A big part of the project is testing whether common blood pressure drugs can block these calcium gates at the right moment and stop the cancer from adapting. Dr McKerr will try these drugs on both ordinary lab‑grown cells and on 3D 'mini‑tumours’. If the drugs show promise, she’ll move on to testing them in pre-clinical models, to see whether they can slow or prevent treatment‑resistant tumours from forming.

Finally, she’ll analyse data from anonymised health records from real men with prostate cancer, to find out whether men who already take these blood pressure drugs during hormone therapy tend to fare better.

During this project, Dr McKerr will work closely with Professor Karen McCloskey at Queen’s, a leading ion channel physiology expert, to understand how the activity of the calcium ‘gates’ give prostate cancer cells a survival advantage during hormone therapy and assess if blood pressure drugs can slow tumour growth and delay the development of resistance. As primary mentor, she will provide academic guidance and actively support Dr McKerr’s career development.

Dr McKerr will also spend time at the lab of Professor Natalia Prevarskaya at the University of Lille, a world‑leading expert in ion channels and cancer biology. She’ll learn advanced techniques that will help her study the properties of the gates and the cancer cells in more detail. This partnership gives her access to specialist equipment, expert feedback and a wider research network, helping strengthen and speed up the scientific progress of the project.

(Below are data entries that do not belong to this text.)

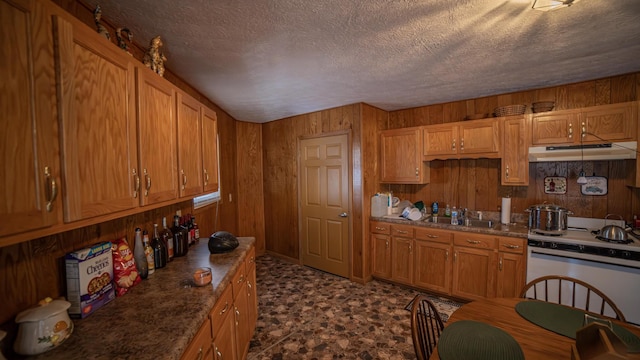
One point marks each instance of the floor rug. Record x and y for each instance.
(445, 306)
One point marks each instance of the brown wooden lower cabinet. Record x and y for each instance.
(200, 347)
(226, 333)
(462, 264)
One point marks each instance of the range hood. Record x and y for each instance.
(608, 151)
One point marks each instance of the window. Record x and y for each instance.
(206, 199)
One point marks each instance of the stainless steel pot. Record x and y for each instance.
(613, 233)
(548, 219)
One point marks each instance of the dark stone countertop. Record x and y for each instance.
(517, 230)
(158, 318)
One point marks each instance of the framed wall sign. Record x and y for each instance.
(555, 185)
(596, 185)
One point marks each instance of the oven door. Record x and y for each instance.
(620, 283)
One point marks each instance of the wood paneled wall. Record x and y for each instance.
(250, 192)
(475, 184)
(280, 164)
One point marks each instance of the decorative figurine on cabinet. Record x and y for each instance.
(121, 43)
(154, 59)
(97, 16)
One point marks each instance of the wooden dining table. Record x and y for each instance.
(536, 342)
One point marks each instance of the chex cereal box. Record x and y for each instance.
(89, 279)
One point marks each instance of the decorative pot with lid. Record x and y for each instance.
(43, 328)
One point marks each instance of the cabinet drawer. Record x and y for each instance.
(200, 344)
(250, 261)
(475, 240)
(435, 235)
(223, 307)
(239, 279)
(402, 231)
(376, 227)
(513, 245)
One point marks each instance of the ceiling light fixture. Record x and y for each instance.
(548, 5)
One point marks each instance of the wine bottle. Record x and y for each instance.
(159, 250)
(140, 256)
(148, 251)
(196, 229)
(167, 236)
(180, 245)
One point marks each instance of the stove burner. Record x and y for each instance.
(628, 241)
(548, 232)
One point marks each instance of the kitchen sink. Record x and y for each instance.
(470, 222)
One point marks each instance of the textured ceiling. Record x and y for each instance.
(263, 60)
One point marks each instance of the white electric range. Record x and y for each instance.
(612, 267)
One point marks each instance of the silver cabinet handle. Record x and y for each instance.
(51, 188)
(136, 181)
(147, 179)
(570, 131)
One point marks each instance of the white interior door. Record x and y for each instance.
(324, 203)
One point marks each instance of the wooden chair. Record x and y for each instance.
(581, 295)
(426, 326)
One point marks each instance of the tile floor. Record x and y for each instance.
(309, 314)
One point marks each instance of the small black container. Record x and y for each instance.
(222, 242)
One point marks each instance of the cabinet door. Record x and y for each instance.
(440, 142)
(615, 122)
(189, 146)
(473, 273)
(98, 134)
(511, 274)
(555, 128)
(157, 149)
(200, 346)
(381, 255)
(210, 150)
(28, 113)
(224, 342)
(401, 160)
(515, 153)
(241, 316)
(402, 260)
(480, 137)
(433, 266)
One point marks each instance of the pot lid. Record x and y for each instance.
(46, 309)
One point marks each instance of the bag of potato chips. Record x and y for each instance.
(125, 274)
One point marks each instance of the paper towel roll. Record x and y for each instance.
(505, 215)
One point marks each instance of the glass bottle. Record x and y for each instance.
(180, 245)
(159, 250)
(140, 256)
(167, 236)
(148, 251)
(196, 229)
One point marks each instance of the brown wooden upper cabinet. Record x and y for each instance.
(31, 175)
(157, 144)
(97, 121)
(515, 151)
(596, 124)
(462, 140)
(401, 157)
(190, 175)
(209, 150)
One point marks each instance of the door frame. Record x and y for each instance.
(350, 195)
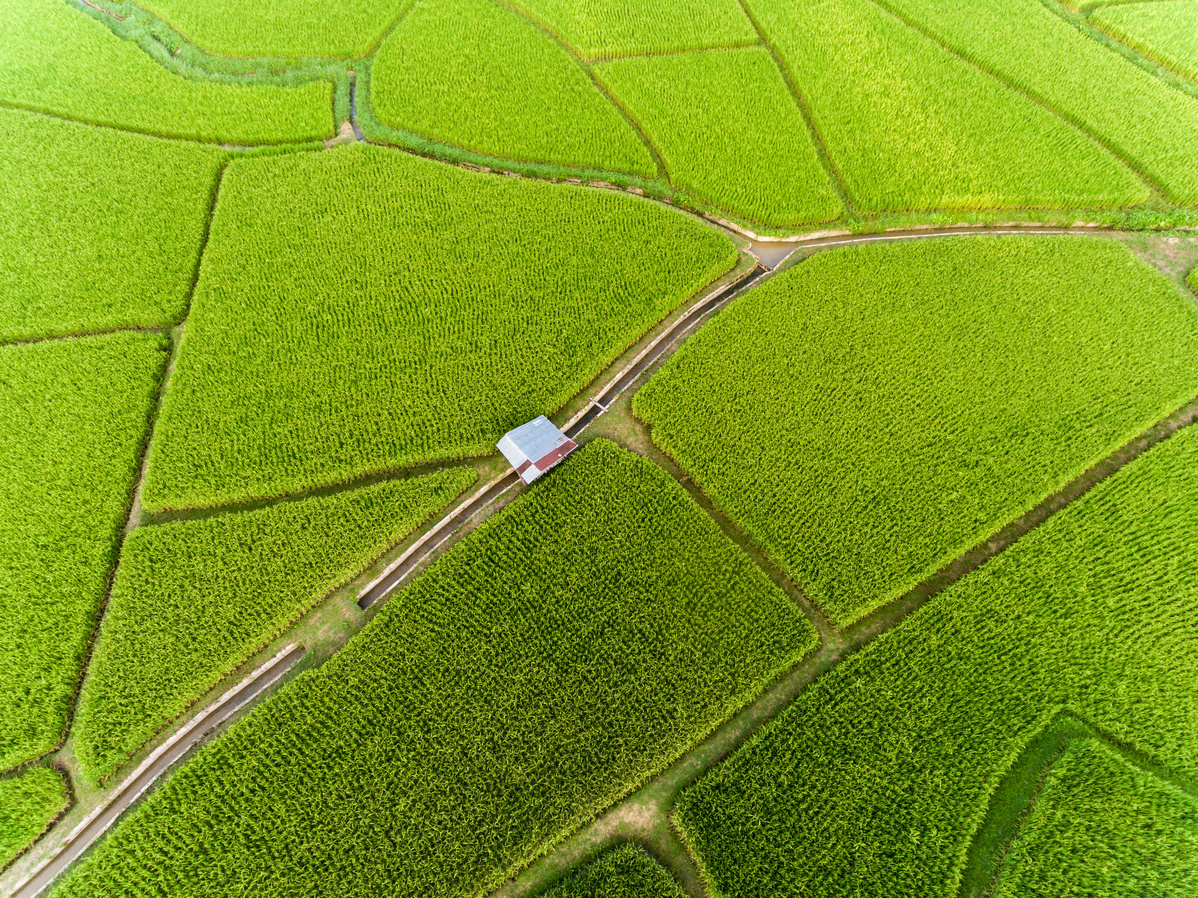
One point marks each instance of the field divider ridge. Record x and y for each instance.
(157, 763)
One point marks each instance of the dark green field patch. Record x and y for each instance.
(98, 229)
(551, 661)
(192, 601)
(876, 780)
(875, 412)
(362, 310)
(74, 414)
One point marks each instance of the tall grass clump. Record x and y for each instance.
(1139, 116)
(551, 661)
(363, 309)
(752, 159)
(622, 872)
(875, 412)
(56, 59)
(877, 777)
(480, 77)
(29, 802)
(911, 127)
(193, 601)
(98, 229)
(74, 416)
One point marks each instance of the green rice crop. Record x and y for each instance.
(1166, 32)
(193, 601)
(363, 309)
(912, 127)
(337, 29)
(29, 804)
(480, 77)
(98, 229)
(1150, 123)
(622, 28)
(755, 159)
(74, 416)
(56, 59)
(575, 643)
(1101, 826)
(623, 872)
(876, 778)
(876, 411)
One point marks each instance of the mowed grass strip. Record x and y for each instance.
(876, 411)
(1165, 32)
(622, 28)
(875, 780)
(74, 416)
(622, 872)
(29, 802)
(364, 309)
(193, 601)
(98, 229)
(911, 127)
(728, 132)
(1101, 826)
(480, 77)
(572, 645)
(332, 29)
(1150, 123)
(56, 59)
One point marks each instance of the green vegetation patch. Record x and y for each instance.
(98, 229)
(623, 872)
(912, 127)
(194, 600)
(1153, 125)
(567, 649)
(877, 777)
(337, 29)
(74, 416)
(56, 59)
(480, 77)
(730, 132)
(1165, 32)
(1102, 826)
(29, 804)
(364, 309)
(621, 28)
(876, 411)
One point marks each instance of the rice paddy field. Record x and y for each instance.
(872, 574)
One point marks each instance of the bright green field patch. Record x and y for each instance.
(98, 229)
(1101, 826)
(912, 127)
(875, 781)
(480, 77)
(875, 412)
(624, 872)
(339, 29)
(728, 132)
(29, 802)
(363, 309)
(618, 28)
(74, 416)
(58, 59)
(544, 667)
(1141, 116)
(1162, 31)
(193, 600)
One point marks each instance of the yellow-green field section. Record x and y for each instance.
(876, 411)
(362, 309)
(877, 777)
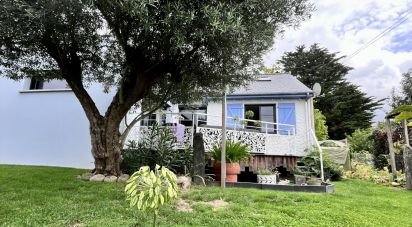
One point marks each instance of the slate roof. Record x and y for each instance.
(274, 84)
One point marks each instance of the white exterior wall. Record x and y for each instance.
(45, 127)
(276, 144)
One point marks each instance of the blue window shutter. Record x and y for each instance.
(234, 110)
(287, 115)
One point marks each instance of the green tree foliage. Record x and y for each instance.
(156, 147)
(405, 96)
(321, 129)
(345, 106)
(152, 49)
(361, 141)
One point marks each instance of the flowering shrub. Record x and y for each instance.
(367, 172)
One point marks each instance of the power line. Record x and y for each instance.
(382, 34)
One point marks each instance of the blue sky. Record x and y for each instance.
(345, 26)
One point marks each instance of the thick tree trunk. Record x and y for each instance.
(106, 147)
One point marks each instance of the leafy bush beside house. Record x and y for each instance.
(380, 148)
(360, 141)
(157, 147)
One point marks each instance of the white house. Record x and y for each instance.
(42, 123)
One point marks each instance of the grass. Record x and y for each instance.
(49, 196)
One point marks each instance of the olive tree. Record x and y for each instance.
(144, 49)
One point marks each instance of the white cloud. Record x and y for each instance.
(345, 26)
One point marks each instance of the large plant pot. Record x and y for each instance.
(232, 170)
(267, 179)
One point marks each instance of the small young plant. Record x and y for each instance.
(148, 190)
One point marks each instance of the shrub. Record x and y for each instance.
(360, 141)
(149, 189)
(321, 129)
(366, 172)
(156, 147)
(235, 152)
(380, 148)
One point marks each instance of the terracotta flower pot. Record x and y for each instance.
(232, 170)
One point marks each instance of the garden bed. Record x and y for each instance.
(328, 188)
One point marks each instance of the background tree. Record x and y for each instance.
(344, 105)
(153, 48)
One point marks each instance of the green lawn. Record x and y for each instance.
(46, 196)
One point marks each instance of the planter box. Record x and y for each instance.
(266, 179)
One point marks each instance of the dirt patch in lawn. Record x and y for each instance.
(186, 205)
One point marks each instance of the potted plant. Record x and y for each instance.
(235, 152)
(266, 176)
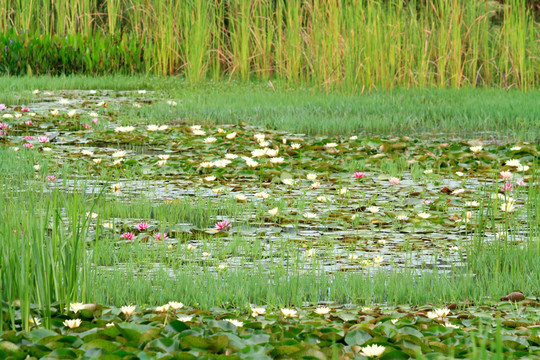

How will this benefit men?

This research aims to make hormone therapy work better for longer. At the moment, some prostate cancer cells manage to survive treatment by changing how they behave, and these cells can eventually lead to the cancer returning. Dr McKerr’s work will explore new ways to delay or stop this from happening.

By pinpointing the small group of cells that adapt early during hormone therapy and learning how they survive, the project could open the door to new approaches of tackling treatment resistance. What makes this particularly promising is that the drugs being tested are already widely used for high blood pressure, so we already know they’re safe.

If this approach works, it could mean slower‑growing disease, and more time before needing stronger treatments. Ultimately, it could offer men a safer, more effective way to stay one step ahead of their cancer.